Nvidia, on the contrary, only had some slight disadvantages from using a 12 nm node for Turing and Samsung 8 nm for Ampere (if we're talking about client GPUs). On the design front, they were slightly disadvantaged by the amount of silicon they spent on Tensor cores and RT cores. Other than that, Nvidia was almost as competitive as ever. Now that they're on effectively the same node as AMD and wised up to the amount of cache they needed, they've effectively eliminated any self-imposed disadvantages.

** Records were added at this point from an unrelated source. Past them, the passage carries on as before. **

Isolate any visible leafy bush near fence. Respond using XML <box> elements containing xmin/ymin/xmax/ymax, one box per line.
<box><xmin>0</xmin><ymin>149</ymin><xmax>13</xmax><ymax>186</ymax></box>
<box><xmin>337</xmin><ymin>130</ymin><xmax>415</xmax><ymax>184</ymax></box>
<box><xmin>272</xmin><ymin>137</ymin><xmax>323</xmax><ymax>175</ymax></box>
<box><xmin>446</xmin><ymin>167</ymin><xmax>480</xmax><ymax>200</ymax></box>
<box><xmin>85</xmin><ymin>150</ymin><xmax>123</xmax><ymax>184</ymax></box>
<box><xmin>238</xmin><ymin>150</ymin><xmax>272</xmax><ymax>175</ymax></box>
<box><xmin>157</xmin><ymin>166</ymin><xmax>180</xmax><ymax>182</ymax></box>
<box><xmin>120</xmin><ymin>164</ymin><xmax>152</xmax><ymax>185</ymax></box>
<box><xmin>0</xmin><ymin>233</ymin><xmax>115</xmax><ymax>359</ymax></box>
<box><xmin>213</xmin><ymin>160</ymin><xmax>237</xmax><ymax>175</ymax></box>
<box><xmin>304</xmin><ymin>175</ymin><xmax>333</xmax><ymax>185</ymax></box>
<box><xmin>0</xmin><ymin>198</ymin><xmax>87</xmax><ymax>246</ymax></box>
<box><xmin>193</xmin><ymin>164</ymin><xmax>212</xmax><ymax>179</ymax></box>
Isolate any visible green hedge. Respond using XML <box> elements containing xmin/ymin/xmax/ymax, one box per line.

AMD made smart moves on reducing their wavefront size, in RDNA, and with RDNA2's Infinity Cache. However, instead of doubling down on Infinity Cache, they tripped over their own feet with the chiplet thing. If it would've let them
increase the amount of cache, then heck yeah! But, it instead resulted in
less cache, possibly at higher-latency, and a more expensive assembly process that probably offset the silicon savings from using N6 chiplets for the MCDs. So, right now, it's really AMD who's on the back foot.

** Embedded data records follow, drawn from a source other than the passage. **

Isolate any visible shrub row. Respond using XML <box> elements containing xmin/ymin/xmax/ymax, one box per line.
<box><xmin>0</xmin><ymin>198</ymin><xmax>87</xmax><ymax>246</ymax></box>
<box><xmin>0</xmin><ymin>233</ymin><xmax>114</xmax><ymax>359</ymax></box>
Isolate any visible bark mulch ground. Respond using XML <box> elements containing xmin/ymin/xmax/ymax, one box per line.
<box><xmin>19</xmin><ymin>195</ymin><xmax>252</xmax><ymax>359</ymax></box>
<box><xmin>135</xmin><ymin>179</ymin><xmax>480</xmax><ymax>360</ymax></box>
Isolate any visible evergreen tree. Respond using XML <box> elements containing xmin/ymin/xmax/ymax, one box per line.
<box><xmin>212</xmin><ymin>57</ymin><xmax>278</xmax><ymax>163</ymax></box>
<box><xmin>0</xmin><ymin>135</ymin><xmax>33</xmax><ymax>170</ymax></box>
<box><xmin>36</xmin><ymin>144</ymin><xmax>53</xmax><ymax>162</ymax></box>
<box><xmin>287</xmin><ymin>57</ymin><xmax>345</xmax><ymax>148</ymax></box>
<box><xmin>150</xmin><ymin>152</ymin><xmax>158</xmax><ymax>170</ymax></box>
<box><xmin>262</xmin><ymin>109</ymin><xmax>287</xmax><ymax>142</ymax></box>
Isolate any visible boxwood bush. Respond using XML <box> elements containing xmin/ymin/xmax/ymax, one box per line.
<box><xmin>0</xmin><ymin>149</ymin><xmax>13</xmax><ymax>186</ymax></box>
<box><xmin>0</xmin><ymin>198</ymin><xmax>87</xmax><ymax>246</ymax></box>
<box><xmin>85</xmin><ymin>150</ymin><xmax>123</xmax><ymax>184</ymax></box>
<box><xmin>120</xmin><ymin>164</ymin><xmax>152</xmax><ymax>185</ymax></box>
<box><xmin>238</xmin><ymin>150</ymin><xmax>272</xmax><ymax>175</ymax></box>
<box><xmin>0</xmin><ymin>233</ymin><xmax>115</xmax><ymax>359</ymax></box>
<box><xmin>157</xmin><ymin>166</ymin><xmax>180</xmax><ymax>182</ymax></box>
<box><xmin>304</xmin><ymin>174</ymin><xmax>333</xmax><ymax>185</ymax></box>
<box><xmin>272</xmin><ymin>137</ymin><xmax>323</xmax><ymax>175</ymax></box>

All it takes is a few winning consecutive years.
I don't expect AMD to get a more favorable opportunity than they had with Turing and Ampere. Nvidia probably isn't going to take the risk of using a cheaper node, after seeing how it briefly cost them the uncontested crown to the RX 6950XT.
Right now the MI300 is a huge winner.
Yeah, but it's only going to have about 6 months of shipping in volume, before Blackwell ramps, if that? That's better than nothing, but it's not enough to turn around AMD's fortunes.

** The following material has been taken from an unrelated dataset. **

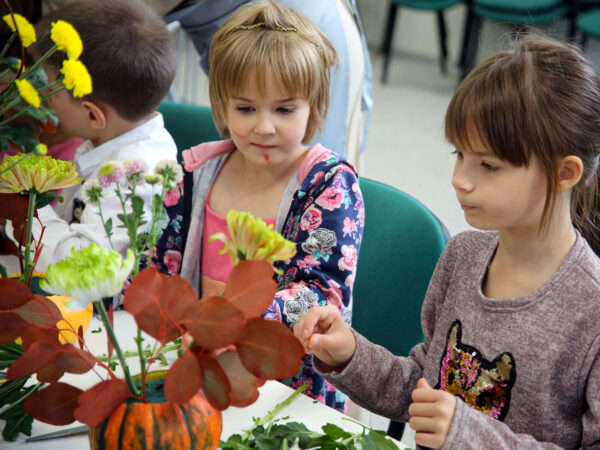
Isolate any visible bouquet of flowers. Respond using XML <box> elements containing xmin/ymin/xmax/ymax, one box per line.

And the ROCm toolkit is a wedge to break CUDA monopoly.
Hardly. The best ROCm can hope for is matching Intel's driver & userspace stack.
Give it a few years. NVIDIA, AMD, and Intel are limited to what techonology is availble for fabbing chips.
Back in 2019(?), Nvidia bought Mellanox, which has been crucial to enabling them to scale their training solutions to rack-scale and beyond.
So one can't do X Y Z that's more than 2 generations ahead for a similar chip size.
What Nvidia has is much more than just chips. They have the entire stack, and it's been tuned and optimized over an entire decade!
What Intel saw in Habana Labs was not just the silicon and software, but also a scaling solution. If I were Nvidia, I'd be more worried about Intel than AMD.